Finite element models of biomedical applications increasingly use anisotropic hyperelastic material formulations. Appropriate material parameters are essential for a reliable outcome of these simulations, which is why planar biaxial testing of soft biological tissues is gaining importance. However, much is still to be learned regarding the ideal methodology for performing this type of test and the subsequent parameter fitting procedure.

This paper focuses on the effect of an unknown sample orientation or a mistake in the sample orientation in a planar biaxial test using rakes.
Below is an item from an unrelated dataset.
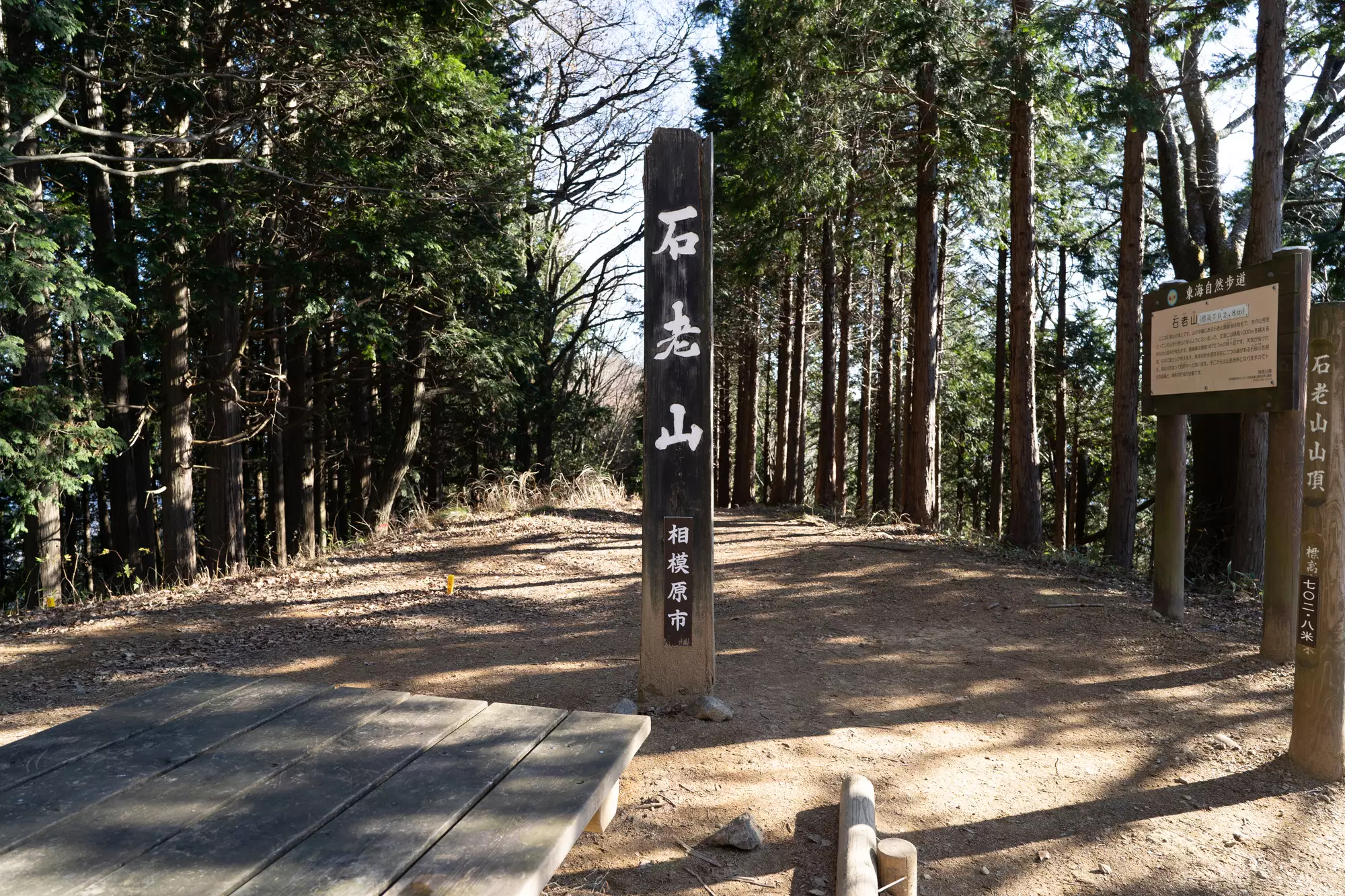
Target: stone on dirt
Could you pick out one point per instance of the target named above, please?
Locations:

To this end, finite element simulations were conducted with various degrees of misalignment. Variations to the test method and subsequent fitting procedures are compared and evaluated.
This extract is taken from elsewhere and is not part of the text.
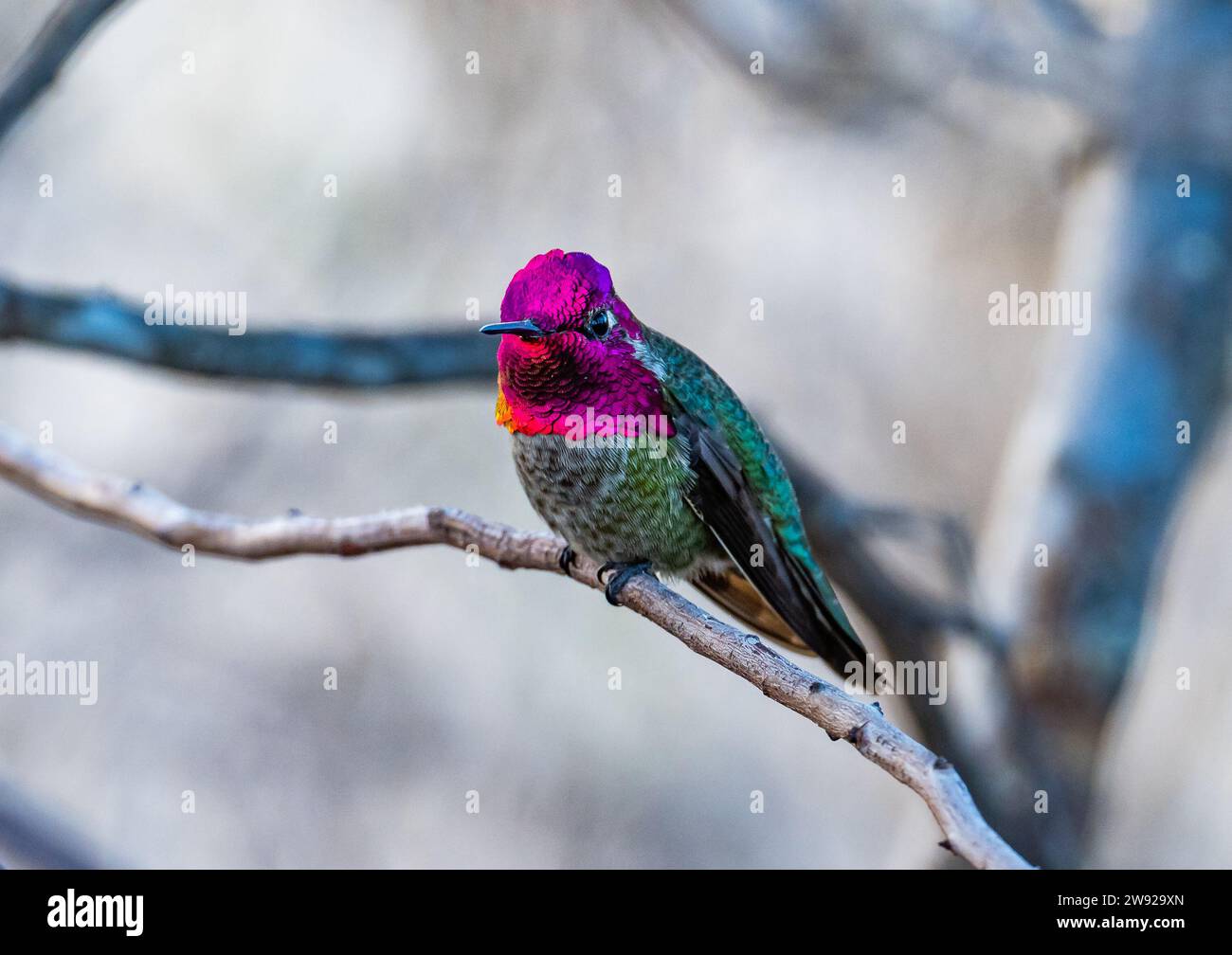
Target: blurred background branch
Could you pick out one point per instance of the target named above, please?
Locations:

For a perfectly aligned sample and for a slightly misaligned sample, the parameters of the Gasser-Ogden-Holzapfel model can be found to a reasonable accuracy using a planar biaxial test with rakes and a parameter fitting procedure that takes into account the boundary conditions. However, after a certain threshold of misalignment, reliable parameters can no longer be found. The level of this threshold seems to be material dependent.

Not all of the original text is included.